My nine-year-old and I were updating his PJ Library reusable wall calendar for January, when he noticed Tu B’Shvat, the Jewish holiday celebrating the new year of the trees, and Martin Luther King, Jr. Day, fall on the same day this year, Monday, January 17.

As we look ahead to Tu B’Shvat, we can be mindful of Dr. King’s work, how climate justice and racial justice are linked, and how we can bridge the Jewish values of caring for our planet and working toward a more just world together.

“It really boils down to this: that all life is interrelated. We are all caught in an inescapable network of mutuality, tied into a single garment of destiny. Whatever affects one destiny, affects all indirectly.”

Dr. Martin Luther King, Jr.

Dr. King’s words continue to ring true, as we look back on his legacy and wonder if we have gotten closer to achieving his dream for an equitable world.

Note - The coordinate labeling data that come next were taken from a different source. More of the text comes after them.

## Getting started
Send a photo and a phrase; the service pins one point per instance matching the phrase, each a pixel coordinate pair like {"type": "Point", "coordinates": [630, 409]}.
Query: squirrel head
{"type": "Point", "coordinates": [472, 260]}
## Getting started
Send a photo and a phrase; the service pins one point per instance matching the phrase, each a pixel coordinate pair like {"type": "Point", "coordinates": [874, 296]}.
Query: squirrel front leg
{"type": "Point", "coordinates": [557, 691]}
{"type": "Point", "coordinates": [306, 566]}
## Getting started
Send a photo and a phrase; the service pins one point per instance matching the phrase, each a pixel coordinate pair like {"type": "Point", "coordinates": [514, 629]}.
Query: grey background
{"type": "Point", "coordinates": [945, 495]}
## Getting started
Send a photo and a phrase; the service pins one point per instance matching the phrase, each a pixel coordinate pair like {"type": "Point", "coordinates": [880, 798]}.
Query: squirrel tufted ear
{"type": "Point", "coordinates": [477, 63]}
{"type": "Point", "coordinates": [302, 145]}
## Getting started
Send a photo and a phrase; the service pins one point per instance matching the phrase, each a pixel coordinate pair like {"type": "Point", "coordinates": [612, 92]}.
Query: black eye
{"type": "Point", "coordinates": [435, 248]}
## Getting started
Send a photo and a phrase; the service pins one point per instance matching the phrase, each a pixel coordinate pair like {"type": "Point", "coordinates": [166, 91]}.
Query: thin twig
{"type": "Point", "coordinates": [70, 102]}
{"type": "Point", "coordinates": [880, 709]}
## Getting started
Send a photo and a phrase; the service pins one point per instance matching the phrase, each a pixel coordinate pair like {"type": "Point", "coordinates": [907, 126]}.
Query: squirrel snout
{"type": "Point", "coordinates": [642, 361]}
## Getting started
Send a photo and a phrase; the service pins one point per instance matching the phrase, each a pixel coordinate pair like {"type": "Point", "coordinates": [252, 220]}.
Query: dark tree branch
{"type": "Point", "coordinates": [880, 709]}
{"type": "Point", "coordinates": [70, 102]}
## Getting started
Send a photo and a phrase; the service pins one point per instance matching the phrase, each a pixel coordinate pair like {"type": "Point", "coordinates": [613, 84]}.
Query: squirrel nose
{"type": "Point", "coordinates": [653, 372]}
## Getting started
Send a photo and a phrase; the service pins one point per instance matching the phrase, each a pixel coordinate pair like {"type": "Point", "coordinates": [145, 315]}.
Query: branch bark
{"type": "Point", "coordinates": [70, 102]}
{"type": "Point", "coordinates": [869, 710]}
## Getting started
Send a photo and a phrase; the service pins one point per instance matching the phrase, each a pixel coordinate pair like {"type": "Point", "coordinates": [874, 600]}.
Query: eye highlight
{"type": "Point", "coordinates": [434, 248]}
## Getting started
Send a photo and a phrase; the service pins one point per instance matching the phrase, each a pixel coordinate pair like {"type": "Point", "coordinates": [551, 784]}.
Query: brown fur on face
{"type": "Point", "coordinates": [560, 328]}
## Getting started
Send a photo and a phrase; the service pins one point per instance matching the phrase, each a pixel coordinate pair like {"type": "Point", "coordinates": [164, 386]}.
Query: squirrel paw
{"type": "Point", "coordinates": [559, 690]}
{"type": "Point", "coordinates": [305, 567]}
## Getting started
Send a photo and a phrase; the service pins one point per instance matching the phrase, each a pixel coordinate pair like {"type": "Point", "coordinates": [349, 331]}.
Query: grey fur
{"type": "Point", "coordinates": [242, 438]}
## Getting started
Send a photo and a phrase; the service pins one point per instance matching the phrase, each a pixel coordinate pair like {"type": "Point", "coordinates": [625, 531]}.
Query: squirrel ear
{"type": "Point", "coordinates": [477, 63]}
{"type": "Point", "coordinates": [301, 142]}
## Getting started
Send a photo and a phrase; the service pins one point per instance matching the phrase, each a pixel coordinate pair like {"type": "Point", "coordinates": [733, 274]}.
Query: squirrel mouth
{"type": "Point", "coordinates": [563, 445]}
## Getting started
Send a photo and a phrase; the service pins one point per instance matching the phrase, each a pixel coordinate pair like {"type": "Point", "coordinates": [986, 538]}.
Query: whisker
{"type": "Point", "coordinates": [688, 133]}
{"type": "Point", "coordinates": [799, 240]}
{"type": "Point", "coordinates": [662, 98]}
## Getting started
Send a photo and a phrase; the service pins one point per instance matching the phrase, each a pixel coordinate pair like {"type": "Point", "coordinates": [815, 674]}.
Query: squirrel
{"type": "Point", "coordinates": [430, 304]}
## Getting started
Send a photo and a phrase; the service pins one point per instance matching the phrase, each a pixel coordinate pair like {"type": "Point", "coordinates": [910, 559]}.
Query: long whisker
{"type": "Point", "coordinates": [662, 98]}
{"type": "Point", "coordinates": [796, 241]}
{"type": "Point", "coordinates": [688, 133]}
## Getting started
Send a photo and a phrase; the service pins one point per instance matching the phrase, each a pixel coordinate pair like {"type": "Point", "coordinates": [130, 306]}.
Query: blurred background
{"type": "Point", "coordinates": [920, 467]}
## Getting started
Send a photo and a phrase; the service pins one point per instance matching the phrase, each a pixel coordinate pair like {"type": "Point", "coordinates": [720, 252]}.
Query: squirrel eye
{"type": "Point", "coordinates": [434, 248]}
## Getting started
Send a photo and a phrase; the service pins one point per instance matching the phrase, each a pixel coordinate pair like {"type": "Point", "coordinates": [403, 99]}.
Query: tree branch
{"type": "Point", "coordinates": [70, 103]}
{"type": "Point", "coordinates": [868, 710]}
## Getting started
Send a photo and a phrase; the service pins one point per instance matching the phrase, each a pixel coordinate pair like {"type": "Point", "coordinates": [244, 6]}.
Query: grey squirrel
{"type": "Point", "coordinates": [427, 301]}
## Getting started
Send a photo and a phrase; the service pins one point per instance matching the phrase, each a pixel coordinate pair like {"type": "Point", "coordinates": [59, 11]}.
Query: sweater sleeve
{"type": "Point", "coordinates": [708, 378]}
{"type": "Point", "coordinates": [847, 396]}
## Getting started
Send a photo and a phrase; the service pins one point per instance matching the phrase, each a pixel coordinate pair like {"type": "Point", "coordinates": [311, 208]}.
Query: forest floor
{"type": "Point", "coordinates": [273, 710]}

While Tu B’Shvat is traditionally a holiday focused on trees, specifically the trees of Israel, and celebrating the land, the festival can be used an opportunity for both Jews and non-Jews a like to consider the topic of environmental justice.

Tu B’Shvat is the perfect time to ask ourselves, and our children, do we have access to clean water? Can we breathe clean air? Do we live in a place that is safe from the impact of hurricanes, floods and other natural disasters? Are we close to parks, nature centers, and other places for appreciating the environment?

If the answer to these questions is yes, we can take the opportunity to think about how others might be living, and note how environmental inequality is very much an issue in the U.S. and beyond.